I am interested in your ways to identify a bottleneck within a network.
In my case, I've got 2 locations, one in UK, one in Germany. Hardware is Fortigates for FW/routing and switches are Cisco/HPE. Locations are connected through an Ipsec VPN over the internet and all internet connections have at least a bandwidth of 100 Mbps.
The problem occurs as soon as one client in UK tries to download data via SSH from a server in Germany. The max download speed is 10 Mbps and for the duration of the download the whole location in UK has problems accessing resources through the VPN in Germany (Citrix, Exchange, Sharepoint, etc).
I've changed some information for privacy reasons but I'd be interested in your first steps on how to tackle such a problem.

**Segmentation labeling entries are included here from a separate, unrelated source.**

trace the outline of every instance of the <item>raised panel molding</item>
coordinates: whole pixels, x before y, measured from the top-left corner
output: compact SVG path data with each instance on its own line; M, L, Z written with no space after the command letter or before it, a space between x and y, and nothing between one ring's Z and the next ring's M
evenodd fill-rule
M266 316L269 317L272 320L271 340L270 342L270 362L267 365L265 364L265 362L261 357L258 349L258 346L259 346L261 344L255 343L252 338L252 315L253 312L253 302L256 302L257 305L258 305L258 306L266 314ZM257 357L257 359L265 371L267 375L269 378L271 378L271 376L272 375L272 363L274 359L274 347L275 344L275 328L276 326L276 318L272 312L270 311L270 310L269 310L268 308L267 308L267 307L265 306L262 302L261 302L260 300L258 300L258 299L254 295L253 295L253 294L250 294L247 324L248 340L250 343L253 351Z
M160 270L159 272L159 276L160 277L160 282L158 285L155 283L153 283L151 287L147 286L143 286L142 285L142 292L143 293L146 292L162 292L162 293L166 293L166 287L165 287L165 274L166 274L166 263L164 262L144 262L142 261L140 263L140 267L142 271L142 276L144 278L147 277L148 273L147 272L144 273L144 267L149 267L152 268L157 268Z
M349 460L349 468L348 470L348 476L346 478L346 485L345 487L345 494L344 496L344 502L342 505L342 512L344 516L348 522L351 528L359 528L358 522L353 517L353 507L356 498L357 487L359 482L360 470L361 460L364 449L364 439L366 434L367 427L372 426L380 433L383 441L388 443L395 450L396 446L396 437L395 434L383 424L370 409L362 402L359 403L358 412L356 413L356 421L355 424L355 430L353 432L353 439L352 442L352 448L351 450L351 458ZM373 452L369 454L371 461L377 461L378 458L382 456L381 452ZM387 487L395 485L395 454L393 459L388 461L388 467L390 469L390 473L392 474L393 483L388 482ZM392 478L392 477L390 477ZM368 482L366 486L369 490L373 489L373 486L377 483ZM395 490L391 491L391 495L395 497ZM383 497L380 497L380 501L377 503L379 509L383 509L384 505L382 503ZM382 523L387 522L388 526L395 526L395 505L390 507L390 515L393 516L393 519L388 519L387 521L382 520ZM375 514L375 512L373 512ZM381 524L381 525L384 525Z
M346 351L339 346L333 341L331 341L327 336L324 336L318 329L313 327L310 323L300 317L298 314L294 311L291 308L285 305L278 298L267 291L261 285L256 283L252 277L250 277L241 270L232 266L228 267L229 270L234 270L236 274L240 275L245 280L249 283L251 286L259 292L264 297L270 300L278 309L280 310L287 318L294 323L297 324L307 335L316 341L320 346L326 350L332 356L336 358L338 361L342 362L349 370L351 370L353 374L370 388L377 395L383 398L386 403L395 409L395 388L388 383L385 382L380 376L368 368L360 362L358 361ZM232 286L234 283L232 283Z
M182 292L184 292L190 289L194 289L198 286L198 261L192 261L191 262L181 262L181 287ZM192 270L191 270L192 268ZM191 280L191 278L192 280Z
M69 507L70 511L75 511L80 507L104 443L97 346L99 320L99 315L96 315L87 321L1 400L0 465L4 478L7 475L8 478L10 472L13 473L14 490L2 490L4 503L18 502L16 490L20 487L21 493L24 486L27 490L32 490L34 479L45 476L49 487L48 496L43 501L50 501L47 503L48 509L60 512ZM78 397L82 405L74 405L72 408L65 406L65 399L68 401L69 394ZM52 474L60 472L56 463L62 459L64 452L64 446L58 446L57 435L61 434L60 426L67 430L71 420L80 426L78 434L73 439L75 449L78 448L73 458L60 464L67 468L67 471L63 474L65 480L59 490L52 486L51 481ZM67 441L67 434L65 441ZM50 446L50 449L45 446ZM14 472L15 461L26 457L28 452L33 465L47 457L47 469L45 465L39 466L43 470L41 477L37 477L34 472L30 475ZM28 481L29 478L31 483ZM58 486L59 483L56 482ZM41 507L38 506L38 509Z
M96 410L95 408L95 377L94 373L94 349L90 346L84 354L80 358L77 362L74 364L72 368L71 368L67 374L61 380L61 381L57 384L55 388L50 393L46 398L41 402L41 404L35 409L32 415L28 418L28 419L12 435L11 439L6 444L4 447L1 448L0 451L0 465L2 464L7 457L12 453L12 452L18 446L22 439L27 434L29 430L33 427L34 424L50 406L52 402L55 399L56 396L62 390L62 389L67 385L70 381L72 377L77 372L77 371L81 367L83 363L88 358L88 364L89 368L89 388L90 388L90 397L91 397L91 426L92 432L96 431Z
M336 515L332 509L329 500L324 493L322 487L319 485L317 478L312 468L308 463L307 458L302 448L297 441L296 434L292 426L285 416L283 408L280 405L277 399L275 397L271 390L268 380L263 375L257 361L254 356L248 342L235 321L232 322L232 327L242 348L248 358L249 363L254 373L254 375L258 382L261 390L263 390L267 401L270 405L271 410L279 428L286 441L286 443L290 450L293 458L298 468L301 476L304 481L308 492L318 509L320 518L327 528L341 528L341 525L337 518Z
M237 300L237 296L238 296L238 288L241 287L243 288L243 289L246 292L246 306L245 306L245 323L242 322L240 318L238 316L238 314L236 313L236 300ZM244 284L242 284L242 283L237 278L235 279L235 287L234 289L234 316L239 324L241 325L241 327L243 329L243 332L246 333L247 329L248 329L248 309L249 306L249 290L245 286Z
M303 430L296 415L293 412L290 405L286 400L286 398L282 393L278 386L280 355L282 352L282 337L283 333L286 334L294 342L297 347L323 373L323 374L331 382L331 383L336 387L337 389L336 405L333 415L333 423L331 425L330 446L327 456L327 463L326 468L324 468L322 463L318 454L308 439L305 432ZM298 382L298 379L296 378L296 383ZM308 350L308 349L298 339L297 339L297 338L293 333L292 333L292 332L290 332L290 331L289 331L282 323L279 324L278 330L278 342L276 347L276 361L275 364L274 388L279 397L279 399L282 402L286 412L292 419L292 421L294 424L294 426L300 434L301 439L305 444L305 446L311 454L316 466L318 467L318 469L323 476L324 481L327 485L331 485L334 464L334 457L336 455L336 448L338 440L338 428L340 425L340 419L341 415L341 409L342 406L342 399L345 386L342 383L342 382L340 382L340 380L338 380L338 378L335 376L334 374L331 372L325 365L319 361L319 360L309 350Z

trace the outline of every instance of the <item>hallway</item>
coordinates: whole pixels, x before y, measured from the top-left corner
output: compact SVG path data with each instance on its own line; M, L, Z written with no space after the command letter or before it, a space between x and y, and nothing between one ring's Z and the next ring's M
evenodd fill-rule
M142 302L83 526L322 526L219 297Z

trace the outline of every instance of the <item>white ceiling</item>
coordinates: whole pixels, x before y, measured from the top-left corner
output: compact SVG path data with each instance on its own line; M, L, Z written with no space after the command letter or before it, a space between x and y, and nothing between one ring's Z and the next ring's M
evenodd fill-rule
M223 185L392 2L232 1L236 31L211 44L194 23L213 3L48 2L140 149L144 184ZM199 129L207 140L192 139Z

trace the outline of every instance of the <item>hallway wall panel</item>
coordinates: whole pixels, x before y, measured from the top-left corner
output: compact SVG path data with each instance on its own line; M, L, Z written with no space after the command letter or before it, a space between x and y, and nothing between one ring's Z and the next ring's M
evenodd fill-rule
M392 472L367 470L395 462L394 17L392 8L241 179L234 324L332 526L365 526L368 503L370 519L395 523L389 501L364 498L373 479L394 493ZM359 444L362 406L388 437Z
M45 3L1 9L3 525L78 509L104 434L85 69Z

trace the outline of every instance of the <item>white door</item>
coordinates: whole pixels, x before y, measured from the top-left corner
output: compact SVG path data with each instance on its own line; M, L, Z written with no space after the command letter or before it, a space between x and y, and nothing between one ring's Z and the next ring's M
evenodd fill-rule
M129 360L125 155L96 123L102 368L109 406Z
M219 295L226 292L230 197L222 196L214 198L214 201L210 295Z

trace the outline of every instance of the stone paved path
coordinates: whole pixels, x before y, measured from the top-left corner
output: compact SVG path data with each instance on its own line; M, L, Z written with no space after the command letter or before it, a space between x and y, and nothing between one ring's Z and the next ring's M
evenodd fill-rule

Do you have some kind of runbook that you follow? What are common errors that your encounter?
(independently from my case too, just in general)
EDIT: Current list
packet capture on client and server to check for packet loss, latency, etc. - if packets dropped, check intermediate devices
check utilization of intermediate devices (CPU, RAM, etc)
check throughput with different tools (ipfer3, nc, etc) and protocols (TCP, UDP, etc) and compare
check if traffic shaper/ QoS are in place
check ports intermediate devices for port speed mismatch
MTU/MSS mismatch
is the internet connection affected too, or just traffic through the VPN
Ipsec configuration
turn off security function of FW temporary and check if it is still reproducible
traceroute from A to B, any latency spikes?
check RTT, RWND, MSS/MTU, TTL via pcap, on the transferring client itself and reference client, without and while an active data transfer
Prob not related but noteworthy:
check I/O of server and client
I'll keep this list updated and appreciate further tips.
Update
I had to postpone the session and will do the stress test on Monday or Tuesday evening. I'll update you as soon as I have the results.
Update2
So, I'll try to keep it short.
First iperf3 over TCP run (UK < DE) with same FW rules let me reproduce the problem. Max speed 10 Mbps, and DE < UK even slower, down to 1-2 Mbps. Pattern of the test implies an unreliable connection (short up to 30 Mbts, then 0, and so on). Traceroute shows same hops in both directions, no latency spikes, all good.
BUT ICMP and iperf3 over UDP runs show a packet loss of min 10% and up to 30% in both directions!
Multiple speed tests to endpoints over the internet (UK>Internet) showed a download of 80 Mbts andupload of like 30 Mbts, which indicates a problem with the IPSec tunnel.
Some smaller things we've tried without any positive effect:
routing changes
disabling all security features for affected rule set
removed traffic shaper
Port speed/duplex negotiations are looking good
and some other things that I already forgot
Things we prepared:
We have opened some tickets at our ISPs to let them check it on their site > waiting for response
Set up smokeping to ping all provider/public/gw/ipsec endpoinrts/host IPs and see where packets could be dropped (server located in DE)
Planned a new session with an Fortigate expert to look in-depth into the IPSec configuration.
Need to do:
look through all packet captures (takes some time)
Are you sure that the download speed is 10Mbit/s and not 10Mbyte/s which would be close to saturating the 100Mbit/s link and would explain the other symptoms you are seeing?
Have you checked for resent packets or connection resets or similar things that might use up more bandwidth than the successfully received packets? I would probably use Wireguard for that.